A pathology laboratory was also established in June 2001, to facilitate the work of the Breast Health and Gynecology Departments. This was accomplished through a partnership with Professor Julia Albright, an immunologist from the George Washington University Hospital, and International Relief & Development (IRD), a Washington, D.C.-based NGO which provided equipment and supplies. Under the guidance of Dr. Camilla Cobb and Katherine Berberian of the University of Southern California’s Department of Cytopathology, Cytopathology and Needle aspiration biopsy (NAB), also known as fine needle aspiration cytology (FNAC), procedures for breast biopsies were also introduced at the Wellness Center.

== Other locations ==
In addition to its main facility in Yerevan, the Wellness Center operates two smaller satellite clinics that provide health care services to Armenians for whom travel to downtown Yerevan can prove difficult or prohibitively expensive.
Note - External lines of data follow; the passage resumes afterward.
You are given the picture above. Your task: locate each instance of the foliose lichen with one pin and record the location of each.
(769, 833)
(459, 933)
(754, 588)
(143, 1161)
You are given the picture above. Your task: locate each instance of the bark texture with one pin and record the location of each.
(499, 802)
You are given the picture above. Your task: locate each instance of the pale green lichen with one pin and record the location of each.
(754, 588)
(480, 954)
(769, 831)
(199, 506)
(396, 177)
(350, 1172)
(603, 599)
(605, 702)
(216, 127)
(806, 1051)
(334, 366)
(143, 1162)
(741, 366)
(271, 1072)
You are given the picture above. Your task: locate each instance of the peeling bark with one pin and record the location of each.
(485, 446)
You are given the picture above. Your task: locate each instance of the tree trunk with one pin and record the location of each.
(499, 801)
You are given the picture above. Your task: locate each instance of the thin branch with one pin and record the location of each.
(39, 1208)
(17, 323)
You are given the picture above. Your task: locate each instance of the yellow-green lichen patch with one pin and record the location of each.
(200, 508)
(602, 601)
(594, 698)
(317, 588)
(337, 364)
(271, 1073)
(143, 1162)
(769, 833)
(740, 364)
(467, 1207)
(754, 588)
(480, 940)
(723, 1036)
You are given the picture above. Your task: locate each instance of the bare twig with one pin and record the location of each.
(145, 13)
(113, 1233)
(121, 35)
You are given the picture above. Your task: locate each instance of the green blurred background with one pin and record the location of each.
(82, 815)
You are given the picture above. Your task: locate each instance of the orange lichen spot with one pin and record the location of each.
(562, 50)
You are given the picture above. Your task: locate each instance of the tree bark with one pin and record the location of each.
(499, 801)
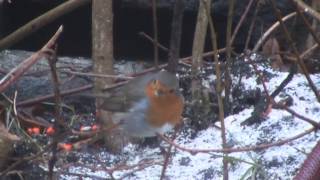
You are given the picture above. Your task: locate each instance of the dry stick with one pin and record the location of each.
(50, 96)
(167, 157)
(284, 107)
(266, 35)
(295, 50)
(153, 41)
(117, 77)
(155, 34)
(252, 25)
(18, 71)
(240, 149)
(175, 36)
(310, 167)
(308, 9)
(306, 22)
(219, 90)
(87, 87)
(228, 83)
(244, 15)
(58, 123)
(207, 54)
(41, 21)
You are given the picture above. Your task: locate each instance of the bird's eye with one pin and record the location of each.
(158, 93)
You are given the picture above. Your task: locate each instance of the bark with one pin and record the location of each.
(200, 99)
(176, 31)
(102, 55)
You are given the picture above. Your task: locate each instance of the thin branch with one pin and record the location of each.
(295, 51)
(18, 71)
(266, 35)
(155, 34)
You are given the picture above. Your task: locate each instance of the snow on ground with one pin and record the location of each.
(280, 162)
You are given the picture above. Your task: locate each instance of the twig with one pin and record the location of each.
(219, 89)
(306, 22)
(175, 36)
(310, 167)
(59, 124)
(308, 9)
(155, 34)
(154, 41)
(97, 75)
(244, 15)
(167, 157)
(270, 30)
(295, 51)
(240, 149)
(18, 71)
(252, 25)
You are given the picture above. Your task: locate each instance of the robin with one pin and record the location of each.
(147, 105)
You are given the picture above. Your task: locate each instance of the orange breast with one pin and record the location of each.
(164, 108)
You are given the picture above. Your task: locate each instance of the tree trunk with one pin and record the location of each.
(200, 100)
(102, 55)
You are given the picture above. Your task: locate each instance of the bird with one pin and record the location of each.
(146, 105)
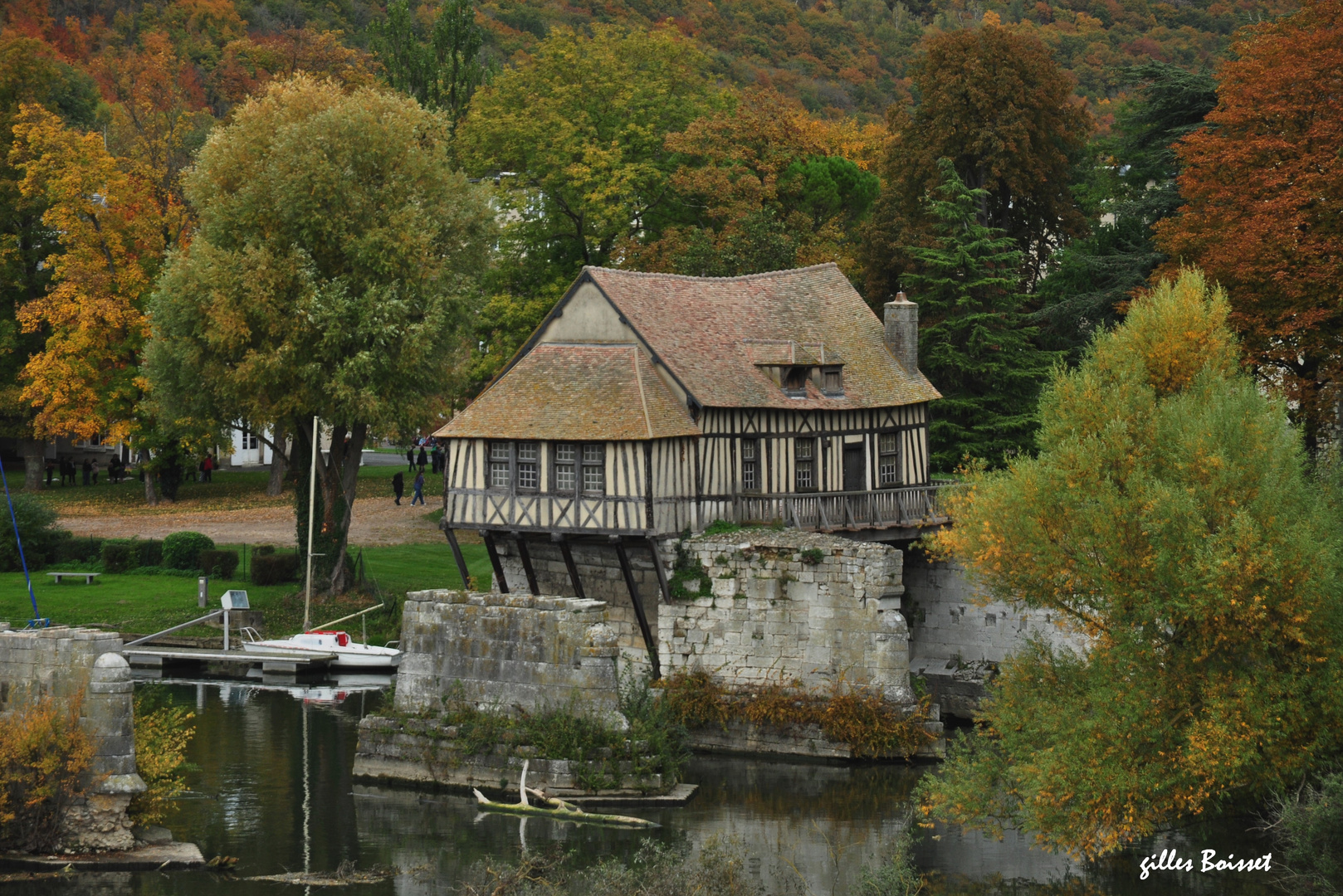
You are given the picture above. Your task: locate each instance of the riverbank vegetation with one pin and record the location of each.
(45, 755)
(163, 733)
(872, 726)
(1171, 520)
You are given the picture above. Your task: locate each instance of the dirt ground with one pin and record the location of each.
(376, 522)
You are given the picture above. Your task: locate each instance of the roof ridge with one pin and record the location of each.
(721, 280)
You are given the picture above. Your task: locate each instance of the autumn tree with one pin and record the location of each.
(578, 134)
(30, 73)
(1171, 525)
(974, 343)
(998, 105)
(106, 250)
(762, 186)
(328, 277)
(1262, 195)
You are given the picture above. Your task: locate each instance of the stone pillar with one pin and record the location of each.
(100, 821)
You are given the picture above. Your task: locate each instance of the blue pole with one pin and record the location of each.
(19, 542)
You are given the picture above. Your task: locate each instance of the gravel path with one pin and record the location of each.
(376, 522)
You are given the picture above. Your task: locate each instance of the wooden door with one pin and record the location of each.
(854, 468)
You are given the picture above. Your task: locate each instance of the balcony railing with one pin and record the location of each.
(911, 507)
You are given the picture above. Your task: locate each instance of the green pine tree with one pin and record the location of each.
(974, 343)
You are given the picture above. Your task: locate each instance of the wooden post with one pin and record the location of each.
(638, 609)
(495, 561)
(569, 563)
(457, 555)
(662, 574)
(527, 563)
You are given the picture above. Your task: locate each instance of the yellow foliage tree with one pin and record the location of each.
(110, 243)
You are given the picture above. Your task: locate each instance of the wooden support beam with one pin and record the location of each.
(495, 561)
(527, 563)
(457, 555)
(638, 610)
(662, 574)
(573, 568)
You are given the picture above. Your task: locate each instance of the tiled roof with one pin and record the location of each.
(708, 331)
(564, 391)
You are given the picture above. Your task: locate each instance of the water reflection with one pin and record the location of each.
(269, 757)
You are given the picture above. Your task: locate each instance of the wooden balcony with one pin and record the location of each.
(910, 509)
(906, 508)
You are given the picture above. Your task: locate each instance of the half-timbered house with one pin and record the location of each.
(647, 405)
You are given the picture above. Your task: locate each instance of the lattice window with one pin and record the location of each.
(500, 458)
(804, 464)
(528, 472)
(593, 468)
(888, 458)
(565, 455)
(750, 465)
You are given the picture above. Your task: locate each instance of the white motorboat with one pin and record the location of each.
(349, 653)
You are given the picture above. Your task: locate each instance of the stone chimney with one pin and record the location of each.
(903, 332)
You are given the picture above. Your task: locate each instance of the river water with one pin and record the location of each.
(273, 787)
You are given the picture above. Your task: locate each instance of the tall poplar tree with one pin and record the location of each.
(336, 254)
(974, 344)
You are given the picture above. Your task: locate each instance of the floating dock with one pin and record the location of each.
(269, 661)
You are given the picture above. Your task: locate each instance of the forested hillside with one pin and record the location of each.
(838, 56)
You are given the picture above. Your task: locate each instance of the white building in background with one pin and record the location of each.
(249, 449)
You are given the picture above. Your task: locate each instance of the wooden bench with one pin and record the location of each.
(86, 577)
The smaller of the two clinics is located on the outskirts of Yerevan, while the larger of the two is a ten-room medical facility owned by the Wellness Center that opened in July 2003. It is located by Lake Sevan, sixty miles northeast of Yerevan. It was created for patients in the city of Gavar, which has the highest per-capita rate of breast abnormalities in Armenia. Originally an old village house, the Clinic's building was renovated extensively. Family-centered Primary Care services are also provided to families, including men and children.

== Medical outreach ==
To provide screening services to rural Armenians, the Wellness Center began monthly Medical Outreach Missions in 1997. Using a van donated by the US State Department's Humanitarian Assistance Program, the Center transports doctors and a portable ultrasound machine to remote villages, providing free screenings. Patients with abnormalities are referred to the Center in Yerevan for mammograms and further diagnosis. In 2005, the Wellness Center also began to provide basic gynecological and primary health care services during these Missions.

== Education ==
Awareness campaigns stress healthy lifestyle choices and the importance of annual mammograms, monthly breast self-examinations, and annual Pap smears. Since 1997, the Wellness Center has observed October as Breast Cancer Awareness Month. Breast screening services are provided at fifty percent of the normal subsidized fee, or at no cost to the destitute. Cultural, scientific and social events are also held. These social and cultural activities culminate in a "health walk", which attracts over 3,000 participants each year.

==Construction==
In 2002, in recognition of the impact that the Wellness Center had already made on women's health care in the country, a Soviet-era five-story building was donated by a Presidential decree from the Armenian Government to the Wellness Center.